Drawing from Isaiah’s prophecies, Sasse noted how Scripture reframes even the most challenging realities. “Remembering Isaiah’s prophecies of what’s to come doesn’t dull the pain of current sufferings,” he wrote. “But it does put it in eternity’s perspective.” He followed with a line from “Amazing Grace” to underscore that eternal view: “When we’ve been there 10,000 years… We’ve no less days to sing God’s praise.”
Even while facing grim odds, he vowed not to go quietly: “I’ll have more to say. I’m not going down without a fight.” Expressing gratitude for medical advancements, Sasse wrote, “One sub-part of God’s grace is found in the jawdropping advances science has made the past few years in immunotherapy and more.”
He remarked that the process of dying “is still something to be lived,” adding that his household was embracing “a lot of gallows humor,” and that he was committed “to run through the irreverent tape.”
Concluding his message, Sasse offered a blessing rooted in Scripture:
“But for now, as our family faces the reality of treatments, but more importantly as we celebrate Christmas, we wish you peace: ‘The people walking in darkness have seen a great light; on those living in the land of deep darkness a light has dawned… For to us a son is given’ (Isaiah 9).”
Sasse, who stepped down from the U.S. Senate in 2023, had served two terms representing Nebraska.

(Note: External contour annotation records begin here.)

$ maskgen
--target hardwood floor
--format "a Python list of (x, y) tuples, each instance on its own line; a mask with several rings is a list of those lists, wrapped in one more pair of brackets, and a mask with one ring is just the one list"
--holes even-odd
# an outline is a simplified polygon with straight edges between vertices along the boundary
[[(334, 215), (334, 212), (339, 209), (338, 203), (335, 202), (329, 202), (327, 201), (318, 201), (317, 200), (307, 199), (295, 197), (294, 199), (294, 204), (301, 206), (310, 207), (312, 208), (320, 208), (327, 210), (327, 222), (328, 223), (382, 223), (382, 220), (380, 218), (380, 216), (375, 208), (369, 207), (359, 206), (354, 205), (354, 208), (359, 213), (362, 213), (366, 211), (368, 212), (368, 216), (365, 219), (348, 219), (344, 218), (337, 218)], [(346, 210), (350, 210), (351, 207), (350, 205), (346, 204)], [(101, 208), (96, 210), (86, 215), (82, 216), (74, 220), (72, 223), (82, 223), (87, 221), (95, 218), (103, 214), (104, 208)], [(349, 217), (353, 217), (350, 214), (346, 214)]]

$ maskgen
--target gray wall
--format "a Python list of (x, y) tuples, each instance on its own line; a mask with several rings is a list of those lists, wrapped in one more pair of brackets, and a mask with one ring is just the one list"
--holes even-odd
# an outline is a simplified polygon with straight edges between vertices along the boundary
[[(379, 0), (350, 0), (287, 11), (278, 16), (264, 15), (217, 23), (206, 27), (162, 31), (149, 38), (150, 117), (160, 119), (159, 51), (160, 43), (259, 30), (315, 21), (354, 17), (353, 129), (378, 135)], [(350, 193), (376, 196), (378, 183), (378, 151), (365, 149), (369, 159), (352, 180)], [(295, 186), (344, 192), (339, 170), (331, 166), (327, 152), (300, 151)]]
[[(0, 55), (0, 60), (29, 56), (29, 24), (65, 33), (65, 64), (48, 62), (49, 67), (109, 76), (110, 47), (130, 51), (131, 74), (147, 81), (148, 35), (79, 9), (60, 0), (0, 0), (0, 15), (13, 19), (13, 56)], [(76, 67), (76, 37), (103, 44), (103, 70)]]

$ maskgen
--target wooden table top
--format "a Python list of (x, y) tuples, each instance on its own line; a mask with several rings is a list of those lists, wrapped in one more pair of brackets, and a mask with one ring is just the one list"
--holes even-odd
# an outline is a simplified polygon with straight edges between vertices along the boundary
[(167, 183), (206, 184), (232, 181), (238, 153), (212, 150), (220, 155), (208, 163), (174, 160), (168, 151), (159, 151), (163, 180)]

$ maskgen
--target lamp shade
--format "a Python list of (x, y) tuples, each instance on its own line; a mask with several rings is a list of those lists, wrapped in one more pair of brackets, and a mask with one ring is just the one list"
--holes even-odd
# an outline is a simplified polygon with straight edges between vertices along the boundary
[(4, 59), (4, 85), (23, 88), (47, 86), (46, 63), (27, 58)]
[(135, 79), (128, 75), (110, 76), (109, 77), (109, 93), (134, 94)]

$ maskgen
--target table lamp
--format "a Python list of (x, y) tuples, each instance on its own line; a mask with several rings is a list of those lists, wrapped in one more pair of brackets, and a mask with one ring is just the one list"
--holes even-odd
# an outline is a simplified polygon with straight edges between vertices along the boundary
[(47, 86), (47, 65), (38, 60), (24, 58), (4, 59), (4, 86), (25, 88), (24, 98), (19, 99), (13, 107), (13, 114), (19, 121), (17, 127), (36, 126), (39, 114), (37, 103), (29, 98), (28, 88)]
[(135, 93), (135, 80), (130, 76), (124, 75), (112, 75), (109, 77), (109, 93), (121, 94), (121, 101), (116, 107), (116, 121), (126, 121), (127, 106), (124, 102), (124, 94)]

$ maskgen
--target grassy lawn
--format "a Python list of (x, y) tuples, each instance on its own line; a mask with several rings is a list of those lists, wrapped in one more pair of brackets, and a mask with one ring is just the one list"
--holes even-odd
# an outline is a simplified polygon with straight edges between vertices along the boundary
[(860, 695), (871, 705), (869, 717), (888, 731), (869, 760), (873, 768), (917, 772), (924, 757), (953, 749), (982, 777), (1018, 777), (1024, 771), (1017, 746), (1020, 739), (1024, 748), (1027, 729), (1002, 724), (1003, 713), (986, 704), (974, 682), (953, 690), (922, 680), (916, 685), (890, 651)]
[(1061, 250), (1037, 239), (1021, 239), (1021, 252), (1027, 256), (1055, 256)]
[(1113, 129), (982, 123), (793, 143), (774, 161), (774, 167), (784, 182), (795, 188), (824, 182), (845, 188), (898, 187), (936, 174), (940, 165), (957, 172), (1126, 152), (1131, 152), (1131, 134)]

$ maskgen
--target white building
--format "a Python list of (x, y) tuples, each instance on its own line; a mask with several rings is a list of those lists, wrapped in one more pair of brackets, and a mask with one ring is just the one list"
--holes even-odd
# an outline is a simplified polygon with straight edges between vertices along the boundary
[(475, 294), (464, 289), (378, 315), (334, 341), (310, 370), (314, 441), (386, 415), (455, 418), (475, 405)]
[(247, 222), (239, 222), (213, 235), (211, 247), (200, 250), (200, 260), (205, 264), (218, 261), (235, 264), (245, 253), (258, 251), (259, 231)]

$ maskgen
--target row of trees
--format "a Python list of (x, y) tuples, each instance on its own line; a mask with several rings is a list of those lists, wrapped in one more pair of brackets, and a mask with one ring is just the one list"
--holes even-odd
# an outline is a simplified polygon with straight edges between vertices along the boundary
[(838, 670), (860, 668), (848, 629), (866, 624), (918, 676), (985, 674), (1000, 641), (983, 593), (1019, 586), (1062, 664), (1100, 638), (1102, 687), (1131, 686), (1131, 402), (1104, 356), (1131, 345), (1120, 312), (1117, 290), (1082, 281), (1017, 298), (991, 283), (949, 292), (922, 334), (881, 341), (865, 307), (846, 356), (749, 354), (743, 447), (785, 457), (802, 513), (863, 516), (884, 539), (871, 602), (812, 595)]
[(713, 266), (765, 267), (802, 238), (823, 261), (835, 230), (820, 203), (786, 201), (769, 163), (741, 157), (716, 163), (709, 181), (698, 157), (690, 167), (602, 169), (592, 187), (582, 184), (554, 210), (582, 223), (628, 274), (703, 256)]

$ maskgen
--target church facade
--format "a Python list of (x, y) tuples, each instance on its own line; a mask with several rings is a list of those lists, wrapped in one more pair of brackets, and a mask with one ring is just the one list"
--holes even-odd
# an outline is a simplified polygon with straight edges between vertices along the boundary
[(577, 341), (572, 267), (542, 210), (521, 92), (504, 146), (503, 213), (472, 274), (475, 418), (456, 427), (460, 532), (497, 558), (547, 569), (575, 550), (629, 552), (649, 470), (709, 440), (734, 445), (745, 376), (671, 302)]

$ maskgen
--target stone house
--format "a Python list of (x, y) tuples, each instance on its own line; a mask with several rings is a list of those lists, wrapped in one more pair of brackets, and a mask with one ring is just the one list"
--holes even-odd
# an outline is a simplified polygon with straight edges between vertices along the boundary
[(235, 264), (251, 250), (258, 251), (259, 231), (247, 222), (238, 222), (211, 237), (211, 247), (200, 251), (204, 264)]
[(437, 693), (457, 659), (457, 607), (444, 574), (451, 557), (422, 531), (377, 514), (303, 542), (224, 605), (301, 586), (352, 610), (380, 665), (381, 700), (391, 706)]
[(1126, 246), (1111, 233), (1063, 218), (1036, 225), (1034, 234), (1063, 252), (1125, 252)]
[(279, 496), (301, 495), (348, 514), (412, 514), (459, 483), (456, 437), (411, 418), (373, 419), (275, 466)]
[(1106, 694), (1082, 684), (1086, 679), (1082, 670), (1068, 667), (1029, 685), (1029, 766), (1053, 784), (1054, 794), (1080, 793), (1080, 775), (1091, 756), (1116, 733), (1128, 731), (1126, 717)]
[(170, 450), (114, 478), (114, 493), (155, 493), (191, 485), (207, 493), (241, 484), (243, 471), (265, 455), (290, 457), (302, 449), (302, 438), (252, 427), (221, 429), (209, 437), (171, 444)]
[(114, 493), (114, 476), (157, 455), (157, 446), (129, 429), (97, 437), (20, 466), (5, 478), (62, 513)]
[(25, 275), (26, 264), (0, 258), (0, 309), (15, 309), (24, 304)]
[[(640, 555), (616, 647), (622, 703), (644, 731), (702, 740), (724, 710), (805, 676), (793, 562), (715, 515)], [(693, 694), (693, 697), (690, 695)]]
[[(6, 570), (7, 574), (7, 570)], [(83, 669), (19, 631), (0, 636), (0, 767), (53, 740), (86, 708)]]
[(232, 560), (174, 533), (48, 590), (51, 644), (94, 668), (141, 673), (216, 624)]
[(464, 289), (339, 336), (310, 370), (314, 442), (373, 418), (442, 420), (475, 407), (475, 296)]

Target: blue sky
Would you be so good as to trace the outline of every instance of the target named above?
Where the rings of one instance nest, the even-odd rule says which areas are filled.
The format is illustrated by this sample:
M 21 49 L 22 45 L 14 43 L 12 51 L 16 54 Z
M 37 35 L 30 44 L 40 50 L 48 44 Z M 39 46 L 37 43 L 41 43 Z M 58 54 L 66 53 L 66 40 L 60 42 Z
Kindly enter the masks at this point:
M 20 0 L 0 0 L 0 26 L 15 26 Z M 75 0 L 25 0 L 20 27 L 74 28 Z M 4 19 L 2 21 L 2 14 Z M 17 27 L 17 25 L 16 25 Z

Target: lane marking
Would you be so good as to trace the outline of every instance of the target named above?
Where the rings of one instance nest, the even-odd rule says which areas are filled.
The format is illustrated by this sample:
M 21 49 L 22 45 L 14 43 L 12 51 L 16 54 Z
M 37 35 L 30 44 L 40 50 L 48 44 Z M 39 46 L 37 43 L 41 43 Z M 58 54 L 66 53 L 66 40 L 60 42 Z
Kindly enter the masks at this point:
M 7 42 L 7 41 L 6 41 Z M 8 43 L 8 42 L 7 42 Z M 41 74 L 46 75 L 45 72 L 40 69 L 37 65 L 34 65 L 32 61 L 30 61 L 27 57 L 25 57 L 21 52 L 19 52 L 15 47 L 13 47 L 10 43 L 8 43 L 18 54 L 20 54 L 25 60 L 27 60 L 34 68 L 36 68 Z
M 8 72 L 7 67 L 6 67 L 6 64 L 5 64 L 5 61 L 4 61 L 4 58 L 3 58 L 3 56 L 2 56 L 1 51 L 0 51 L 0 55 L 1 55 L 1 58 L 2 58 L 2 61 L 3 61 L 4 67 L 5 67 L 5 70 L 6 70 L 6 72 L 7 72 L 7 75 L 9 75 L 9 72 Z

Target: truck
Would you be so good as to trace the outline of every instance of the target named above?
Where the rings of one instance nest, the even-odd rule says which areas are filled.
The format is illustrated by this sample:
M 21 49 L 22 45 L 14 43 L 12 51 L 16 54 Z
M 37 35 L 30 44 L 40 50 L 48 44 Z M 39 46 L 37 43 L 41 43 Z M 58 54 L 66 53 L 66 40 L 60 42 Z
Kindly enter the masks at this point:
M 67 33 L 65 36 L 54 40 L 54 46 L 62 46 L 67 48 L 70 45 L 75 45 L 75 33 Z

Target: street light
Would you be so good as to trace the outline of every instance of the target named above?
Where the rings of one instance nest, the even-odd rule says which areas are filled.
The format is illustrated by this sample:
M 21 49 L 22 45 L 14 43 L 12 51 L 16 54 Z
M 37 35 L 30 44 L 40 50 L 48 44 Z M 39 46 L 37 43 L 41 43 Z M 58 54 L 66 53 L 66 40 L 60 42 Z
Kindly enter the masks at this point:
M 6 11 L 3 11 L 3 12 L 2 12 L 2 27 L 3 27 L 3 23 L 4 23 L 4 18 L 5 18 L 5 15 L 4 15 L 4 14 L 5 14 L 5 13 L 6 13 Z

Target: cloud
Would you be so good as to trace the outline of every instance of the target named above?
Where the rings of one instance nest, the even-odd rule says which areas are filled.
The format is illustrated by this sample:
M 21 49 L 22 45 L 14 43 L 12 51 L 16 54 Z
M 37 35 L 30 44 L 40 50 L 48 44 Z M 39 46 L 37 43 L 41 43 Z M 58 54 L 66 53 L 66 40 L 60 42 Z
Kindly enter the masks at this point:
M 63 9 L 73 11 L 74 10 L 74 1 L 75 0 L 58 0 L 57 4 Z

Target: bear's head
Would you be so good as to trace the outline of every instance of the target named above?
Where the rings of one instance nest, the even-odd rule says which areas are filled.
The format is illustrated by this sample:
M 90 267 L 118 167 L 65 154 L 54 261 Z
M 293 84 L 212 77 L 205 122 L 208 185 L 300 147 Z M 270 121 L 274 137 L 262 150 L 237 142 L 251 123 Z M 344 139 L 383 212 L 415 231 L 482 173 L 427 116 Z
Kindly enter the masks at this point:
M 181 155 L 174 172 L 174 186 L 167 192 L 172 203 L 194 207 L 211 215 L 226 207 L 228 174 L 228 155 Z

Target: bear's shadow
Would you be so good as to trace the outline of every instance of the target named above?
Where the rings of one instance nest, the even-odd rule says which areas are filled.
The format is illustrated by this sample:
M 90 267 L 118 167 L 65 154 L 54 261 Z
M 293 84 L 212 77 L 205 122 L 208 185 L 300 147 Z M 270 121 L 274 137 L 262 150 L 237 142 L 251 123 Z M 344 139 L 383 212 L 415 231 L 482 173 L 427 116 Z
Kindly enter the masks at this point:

His resignation came in part due to frustration with the political climate in Washington, DC, and to take on the role of president at the University of Florida. He later stepped back from that role to care for his wife Melissa, following her epilepsy diagnosis and emerging memory issues.
In his tenure at the University of Florida, he took a firm stance in support of Jewish students during pro-Hamas protests on campus in 2024, declaring, “UF is proud to be home to the most Jewish students anywhere in the country. This is the most Jewish university in the country, and it is great to be a Jewish gator.”
Sasse also opposed the confirmation of Ketanji Brown Jackson to the U.S. Supreme Court, citing what he described as her lack of a discernible judicial philosophy, which he said should have been made “clear and understandable” to the committee. He joined other Republicans in raising concerns about Jackson’s sentencing record in child pornography cases, including a lenient sentence for convicted sex offender Wesley Hawkins. During the confirmation fight, ABC’s The View co-host Joy Behar took aim at Sasse directly, declaring, “The Ben Sasses of the world are more dangerous than even the Lindsey Grahams.” Despite the opposition, Jackson was ultimately confirmed to the Supreme Court.